Hence, the NIH is presently developing a U.S.-centered RCT to evaluate the effectiveness and safety of tecovirimat for monkeypox treatment. The acquired immunodeficiency syndrome (AIDS) Clinical Trials Group will conduct this trial. The researchers expect these studies will offer the evidence required for clinical and regulatory decision-making in the U.S.
Conclusions
Overall, the team agrees that monkeypox can result in severe illness, and tecovirimat was effective against monkeypox in animal models and has a tolerable safety profile across healthy individuals. The FDA and Centers for Disease Control and Prevention (CDC) have collaborated to speed the expanded-access approach by minimizing paperwork and data collecting while RCTs were developing. Furthermore, the authors stated that they keep refining these mechanisms based on feedback from healthcare professionals.

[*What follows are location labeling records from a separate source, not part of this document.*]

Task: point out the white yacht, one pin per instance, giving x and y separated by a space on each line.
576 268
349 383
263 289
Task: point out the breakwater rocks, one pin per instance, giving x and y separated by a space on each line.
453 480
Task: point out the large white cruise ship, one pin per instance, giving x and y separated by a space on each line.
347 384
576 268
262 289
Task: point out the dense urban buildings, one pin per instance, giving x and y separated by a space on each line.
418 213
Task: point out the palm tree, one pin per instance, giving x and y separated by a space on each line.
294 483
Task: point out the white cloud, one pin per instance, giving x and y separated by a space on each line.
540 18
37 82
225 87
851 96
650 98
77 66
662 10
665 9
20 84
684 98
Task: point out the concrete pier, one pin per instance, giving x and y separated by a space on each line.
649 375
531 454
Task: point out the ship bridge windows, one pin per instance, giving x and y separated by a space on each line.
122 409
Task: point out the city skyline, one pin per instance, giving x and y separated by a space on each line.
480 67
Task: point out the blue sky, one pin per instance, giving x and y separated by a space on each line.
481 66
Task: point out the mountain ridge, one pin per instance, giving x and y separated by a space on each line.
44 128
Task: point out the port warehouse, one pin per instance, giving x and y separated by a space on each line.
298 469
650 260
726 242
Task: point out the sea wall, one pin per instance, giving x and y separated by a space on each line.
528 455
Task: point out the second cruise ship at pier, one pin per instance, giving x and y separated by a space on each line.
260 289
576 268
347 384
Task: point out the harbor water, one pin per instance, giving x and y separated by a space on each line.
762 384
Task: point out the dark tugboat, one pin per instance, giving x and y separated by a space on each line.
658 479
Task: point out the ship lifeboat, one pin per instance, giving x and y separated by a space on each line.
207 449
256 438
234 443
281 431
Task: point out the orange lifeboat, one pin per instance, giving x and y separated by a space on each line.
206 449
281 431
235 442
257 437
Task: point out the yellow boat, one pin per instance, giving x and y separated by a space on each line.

Simultaneously, researchers believe it is essential to carry out RCTs in the U.S. to establish whether tecovirimat is an effective and safe monkeypox treatment, particularly in light of the disease's clinical manifestation during the present outbreak. Similar to HIV antiretrovirals in the 1980s, without information from RCTs, it will be challenging to determine if tecovirimat will be beneficial, harmful, or have no impact on monkeypox patients. The authors mentioned that the FDA, NIH, and CDC continue to collaborate to make tecovirimat available for compassionate use while adequately assessing its efficacy and safety in RCTs.